One of the most enlightening descriptions of HaShem’s mysterious relationship with the Jewish People comes from Rabbi Meir Kahane. Read him. On two occasions Moses saves the people from Divine destruction by an appeal to HaShem’s honor. Their destiny is all about His honor. Paging James Bowman.
Here we go again: “If a person believes that G-d exists and raised Jesus from the dead in vindication of his allegedly blasphemous personal clams, then one ought to be a Christian, and the rest is details, a matter of in-house debate among Christians. Questions about the historical reliability of these ancient Jewish texts just has no direct bearing on whether G-d exists or Jesus of Nazareth rose from the dead.”
The idea that the Torah = “ancient Jewish texts” that take a back seat to “blasphemous personal claims” of a prophet performing signs & wonders is the problem. Christians should have stuck with Marcion.
The Torah of the Lord is perfect, restoring the soul (Psalm 19:7) David’s Hebrew says the Torah is temimah, an adjective that means faultless, whole, complete. Temimut is the state of being tam: unblemished, free of defects.
Psalm 119, the longest chapter in the Bible, ecstatically expands on this theme: Praiseworthy are those whose way is perfect, who walk with the law of the L-rd (119:1). The perfect way is defined as following the Torah.
And I shall keep Your Torah constantly, forever and ever (verse 44). Your righteousness is perpetual righteousness, and Your Torah is true (verse 142). I yearned for Your salvation, O L-rd, and Your Torah is my occupation (verse 174). David yearned for salvation. To attain it he follows the Torah. An equivalence is drawn between the Torah and perpetual righteousness.

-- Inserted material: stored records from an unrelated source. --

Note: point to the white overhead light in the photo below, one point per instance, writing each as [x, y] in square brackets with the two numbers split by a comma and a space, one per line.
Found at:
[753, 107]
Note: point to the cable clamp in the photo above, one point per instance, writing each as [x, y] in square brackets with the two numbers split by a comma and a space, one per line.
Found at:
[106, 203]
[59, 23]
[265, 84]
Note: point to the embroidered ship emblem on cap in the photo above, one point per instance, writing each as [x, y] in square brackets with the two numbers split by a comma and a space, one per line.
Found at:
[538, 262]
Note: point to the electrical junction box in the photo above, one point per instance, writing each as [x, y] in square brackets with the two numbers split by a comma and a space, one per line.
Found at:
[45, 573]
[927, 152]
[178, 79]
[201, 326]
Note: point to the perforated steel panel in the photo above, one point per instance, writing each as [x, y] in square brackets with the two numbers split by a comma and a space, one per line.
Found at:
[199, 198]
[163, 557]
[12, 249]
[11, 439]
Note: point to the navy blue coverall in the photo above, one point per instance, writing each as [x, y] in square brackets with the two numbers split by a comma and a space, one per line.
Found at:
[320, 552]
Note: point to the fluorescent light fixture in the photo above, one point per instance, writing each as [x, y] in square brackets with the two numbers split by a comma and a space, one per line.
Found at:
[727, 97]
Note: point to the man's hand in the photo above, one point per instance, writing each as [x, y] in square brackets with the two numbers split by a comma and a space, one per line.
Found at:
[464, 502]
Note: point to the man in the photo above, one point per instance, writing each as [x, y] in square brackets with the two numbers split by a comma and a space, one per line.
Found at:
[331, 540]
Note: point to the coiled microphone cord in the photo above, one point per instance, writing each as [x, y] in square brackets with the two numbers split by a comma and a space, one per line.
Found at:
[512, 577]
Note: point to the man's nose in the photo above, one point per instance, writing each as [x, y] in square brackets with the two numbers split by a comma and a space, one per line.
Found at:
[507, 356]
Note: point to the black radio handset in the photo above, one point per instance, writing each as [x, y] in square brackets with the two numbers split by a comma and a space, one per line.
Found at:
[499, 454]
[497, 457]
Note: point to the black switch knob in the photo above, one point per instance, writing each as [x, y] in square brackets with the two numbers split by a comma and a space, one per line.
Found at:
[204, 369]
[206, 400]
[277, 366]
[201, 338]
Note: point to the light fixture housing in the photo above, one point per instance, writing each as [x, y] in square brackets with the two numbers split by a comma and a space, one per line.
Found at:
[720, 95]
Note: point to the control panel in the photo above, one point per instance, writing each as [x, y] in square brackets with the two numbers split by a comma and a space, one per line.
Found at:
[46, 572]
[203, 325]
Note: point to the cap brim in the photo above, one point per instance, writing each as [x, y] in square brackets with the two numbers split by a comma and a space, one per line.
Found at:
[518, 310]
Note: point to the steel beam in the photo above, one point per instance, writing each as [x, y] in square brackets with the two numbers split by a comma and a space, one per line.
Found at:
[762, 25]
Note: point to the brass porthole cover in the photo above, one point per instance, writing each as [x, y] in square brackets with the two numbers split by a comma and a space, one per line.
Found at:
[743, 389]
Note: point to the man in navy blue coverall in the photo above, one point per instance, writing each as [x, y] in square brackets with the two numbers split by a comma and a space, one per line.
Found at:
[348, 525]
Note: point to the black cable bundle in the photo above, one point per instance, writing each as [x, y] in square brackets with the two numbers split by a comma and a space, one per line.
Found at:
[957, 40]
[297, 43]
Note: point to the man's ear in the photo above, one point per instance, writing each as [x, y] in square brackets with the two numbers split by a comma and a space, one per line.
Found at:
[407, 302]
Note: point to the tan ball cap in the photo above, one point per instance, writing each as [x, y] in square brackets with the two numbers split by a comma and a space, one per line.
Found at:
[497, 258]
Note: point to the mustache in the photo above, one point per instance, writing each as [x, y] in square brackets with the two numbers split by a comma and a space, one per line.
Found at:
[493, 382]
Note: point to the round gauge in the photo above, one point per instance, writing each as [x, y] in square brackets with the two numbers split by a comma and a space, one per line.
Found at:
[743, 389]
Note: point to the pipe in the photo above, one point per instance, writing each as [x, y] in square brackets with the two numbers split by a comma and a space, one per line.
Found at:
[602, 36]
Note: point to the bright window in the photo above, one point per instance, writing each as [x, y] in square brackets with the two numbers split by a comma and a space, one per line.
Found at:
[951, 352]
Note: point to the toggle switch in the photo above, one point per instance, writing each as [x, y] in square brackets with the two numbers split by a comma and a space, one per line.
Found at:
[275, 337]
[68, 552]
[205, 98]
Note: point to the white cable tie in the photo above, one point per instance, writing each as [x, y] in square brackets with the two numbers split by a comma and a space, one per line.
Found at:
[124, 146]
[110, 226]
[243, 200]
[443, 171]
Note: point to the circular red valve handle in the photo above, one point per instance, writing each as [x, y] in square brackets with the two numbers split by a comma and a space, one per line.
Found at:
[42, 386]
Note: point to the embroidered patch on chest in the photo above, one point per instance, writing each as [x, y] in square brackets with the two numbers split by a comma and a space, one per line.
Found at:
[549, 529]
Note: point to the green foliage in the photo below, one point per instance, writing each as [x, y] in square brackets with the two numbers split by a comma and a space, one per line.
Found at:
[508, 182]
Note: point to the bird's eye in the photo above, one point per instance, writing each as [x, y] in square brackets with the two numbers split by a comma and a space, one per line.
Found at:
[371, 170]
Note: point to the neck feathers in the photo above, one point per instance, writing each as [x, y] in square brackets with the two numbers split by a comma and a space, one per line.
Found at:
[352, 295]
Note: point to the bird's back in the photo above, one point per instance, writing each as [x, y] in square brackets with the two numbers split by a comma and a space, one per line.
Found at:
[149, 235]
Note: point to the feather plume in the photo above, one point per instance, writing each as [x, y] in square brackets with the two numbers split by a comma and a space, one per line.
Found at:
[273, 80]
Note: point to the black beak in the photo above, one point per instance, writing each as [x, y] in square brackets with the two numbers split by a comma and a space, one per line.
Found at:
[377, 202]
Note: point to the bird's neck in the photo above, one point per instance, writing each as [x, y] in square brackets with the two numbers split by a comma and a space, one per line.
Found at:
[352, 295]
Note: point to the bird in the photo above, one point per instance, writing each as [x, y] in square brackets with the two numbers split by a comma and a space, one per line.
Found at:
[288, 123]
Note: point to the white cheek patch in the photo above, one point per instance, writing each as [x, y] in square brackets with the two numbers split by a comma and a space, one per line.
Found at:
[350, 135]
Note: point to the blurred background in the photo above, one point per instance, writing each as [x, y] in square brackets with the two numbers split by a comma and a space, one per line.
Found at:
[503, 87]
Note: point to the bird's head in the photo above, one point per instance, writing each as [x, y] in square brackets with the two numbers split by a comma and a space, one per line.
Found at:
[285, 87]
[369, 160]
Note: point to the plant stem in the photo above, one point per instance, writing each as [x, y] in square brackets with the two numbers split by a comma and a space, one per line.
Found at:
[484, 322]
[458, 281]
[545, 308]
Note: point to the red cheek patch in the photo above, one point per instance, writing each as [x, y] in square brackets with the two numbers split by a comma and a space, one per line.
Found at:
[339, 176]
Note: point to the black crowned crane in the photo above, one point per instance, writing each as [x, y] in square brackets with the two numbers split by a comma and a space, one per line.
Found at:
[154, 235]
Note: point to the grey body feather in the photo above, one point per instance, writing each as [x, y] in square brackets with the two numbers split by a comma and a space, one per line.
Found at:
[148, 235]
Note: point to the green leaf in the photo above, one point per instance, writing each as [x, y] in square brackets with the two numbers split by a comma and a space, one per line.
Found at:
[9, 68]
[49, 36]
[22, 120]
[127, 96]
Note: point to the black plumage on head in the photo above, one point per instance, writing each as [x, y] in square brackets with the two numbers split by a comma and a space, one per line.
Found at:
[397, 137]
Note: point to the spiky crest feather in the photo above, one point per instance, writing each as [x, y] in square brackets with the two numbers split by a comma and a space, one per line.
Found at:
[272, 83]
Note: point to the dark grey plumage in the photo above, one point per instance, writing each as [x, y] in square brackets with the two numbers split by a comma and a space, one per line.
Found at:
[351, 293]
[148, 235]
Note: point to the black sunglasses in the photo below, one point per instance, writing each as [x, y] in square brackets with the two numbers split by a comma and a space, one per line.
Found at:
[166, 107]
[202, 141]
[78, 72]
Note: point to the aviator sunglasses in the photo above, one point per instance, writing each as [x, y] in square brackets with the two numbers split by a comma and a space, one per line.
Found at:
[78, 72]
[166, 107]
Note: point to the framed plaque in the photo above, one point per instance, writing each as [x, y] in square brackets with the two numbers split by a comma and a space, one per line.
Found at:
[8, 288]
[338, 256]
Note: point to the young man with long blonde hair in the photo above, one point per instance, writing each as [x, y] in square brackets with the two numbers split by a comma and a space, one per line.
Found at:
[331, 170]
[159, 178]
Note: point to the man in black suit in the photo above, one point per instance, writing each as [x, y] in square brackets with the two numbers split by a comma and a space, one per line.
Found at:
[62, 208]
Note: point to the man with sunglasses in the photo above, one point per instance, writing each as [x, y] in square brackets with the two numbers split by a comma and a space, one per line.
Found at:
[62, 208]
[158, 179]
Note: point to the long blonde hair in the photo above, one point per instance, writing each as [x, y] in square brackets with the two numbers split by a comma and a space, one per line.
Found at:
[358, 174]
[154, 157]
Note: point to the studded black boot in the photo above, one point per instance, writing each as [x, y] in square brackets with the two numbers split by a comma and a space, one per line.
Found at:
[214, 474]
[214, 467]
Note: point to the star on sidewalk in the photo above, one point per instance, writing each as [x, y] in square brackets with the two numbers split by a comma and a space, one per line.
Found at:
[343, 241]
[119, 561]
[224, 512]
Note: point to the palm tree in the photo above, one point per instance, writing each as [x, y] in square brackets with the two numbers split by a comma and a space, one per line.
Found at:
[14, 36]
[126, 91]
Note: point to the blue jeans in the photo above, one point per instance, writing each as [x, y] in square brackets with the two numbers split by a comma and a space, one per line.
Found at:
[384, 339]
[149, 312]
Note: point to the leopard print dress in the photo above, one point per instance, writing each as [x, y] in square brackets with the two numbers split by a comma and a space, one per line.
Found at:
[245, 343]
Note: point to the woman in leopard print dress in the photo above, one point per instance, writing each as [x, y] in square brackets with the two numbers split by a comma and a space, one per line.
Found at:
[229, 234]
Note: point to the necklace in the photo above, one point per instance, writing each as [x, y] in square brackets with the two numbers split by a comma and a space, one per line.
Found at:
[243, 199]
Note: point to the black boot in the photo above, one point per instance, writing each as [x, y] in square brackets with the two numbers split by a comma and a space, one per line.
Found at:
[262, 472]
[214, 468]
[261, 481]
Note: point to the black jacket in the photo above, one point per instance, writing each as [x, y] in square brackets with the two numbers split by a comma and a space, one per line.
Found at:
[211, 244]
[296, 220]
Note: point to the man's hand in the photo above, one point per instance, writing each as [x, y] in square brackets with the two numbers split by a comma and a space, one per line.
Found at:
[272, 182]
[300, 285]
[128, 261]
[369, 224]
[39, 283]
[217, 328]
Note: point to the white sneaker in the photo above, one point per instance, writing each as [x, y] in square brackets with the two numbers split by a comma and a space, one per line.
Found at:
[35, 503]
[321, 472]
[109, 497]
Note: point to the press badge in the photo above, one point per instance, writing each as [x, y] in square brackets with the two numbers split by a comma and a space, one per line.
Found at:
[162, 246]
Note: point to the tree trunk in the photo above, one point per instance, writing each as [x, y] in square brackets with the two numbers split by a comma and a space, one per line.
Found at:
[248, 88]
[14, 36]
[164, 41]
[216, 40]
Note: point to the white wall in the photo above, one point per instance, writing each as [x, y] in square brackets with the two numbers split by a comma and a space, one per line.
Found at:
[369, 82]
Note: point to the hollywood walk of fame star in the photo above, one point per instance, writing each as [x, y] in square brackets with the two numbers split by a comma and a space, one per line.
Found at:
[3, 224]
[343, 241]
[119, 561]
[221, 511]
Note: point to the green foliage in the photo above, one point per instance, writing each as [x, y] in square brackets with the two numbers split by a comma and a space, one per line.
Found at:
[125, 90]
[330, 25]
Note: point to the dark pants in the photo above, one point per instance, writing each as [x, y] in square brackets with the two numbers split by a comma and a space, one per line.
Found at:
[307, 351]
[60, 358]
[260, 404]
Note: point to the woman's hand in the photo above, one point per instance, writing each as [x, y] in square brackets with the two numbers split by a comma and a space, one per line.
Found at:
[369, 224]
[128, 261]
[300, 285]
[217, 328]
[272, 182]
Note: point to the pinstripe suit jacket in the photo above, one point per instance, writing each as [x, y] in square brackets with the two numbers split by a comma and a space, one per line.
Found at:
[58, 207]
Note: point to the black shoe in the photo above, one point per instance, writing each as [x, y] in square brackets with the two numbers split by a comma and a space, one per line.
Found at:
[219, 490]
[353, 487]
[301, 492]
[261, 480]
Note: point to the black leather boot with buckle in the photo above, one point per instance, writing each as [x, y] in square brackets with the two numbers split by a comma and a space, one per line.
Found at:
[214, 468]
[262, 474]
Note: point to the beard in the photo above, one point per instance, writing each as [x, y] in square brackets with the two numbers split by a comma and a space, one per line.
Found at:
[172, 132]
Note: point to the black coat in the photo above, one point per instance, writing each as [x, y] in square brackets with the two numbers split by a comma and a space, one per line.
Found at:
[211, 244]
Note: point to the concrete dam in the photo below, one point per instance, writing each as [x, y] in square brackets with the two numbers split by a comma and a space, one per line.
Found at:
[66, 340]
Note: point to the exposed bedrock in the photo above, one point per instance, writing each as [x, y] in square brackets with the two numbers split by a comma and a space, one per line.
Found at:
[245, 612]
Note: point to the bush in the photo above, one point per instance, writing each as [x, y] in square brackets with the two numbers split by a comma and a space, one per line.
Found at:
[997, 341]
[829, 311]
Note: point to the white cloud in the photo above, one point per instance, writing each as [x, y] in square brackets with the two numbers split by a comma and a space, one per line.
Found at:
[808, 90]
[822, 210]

A revelation that is temimah, faultless, whole, and complete, precludes additions. Just as G-d, a perfect being, is a being than which none greater can be imagined, the Torah is a perfect revelation: complete unto itself. If it admits of epilogues or sequels it wouldn’t be perfect.
Christians and Muslims maintain that G-d’s law was temimah when David was writing, that it was the path of salvation and perpetual righteousness, to be kept forever and ever, but not faultless, whole, complete, unblemished, and free of defects enough to preclude major sequels and revocations. This is not the only incompatibility: Psalm 119 vs. Christianity.
Maimonides’ ninth principle of Judaism is the completeness of the Torah: “And this is that the Torah is from G-d and is not lacking. That to it you can’t add or take away from. Not from the written Torah or from the oral Torah, as it says, ‘Do not add to it and do not take away from it.’ (Deuteronomy 13:1).”
John MacArthur describes the exegetical hunt for Jesus in the OT as Where’s Waldo. He concedes that you’ll never find Waldo unless you already know who you’re looking for (start at 12:40), thereby begging the Big Question against Judaism before treating the OT like a Rorschach. (And if for any reason I don’t understand this I’m predestined for ECT — not the fun kind.) Those “prophecies” are affirmations of the consequent.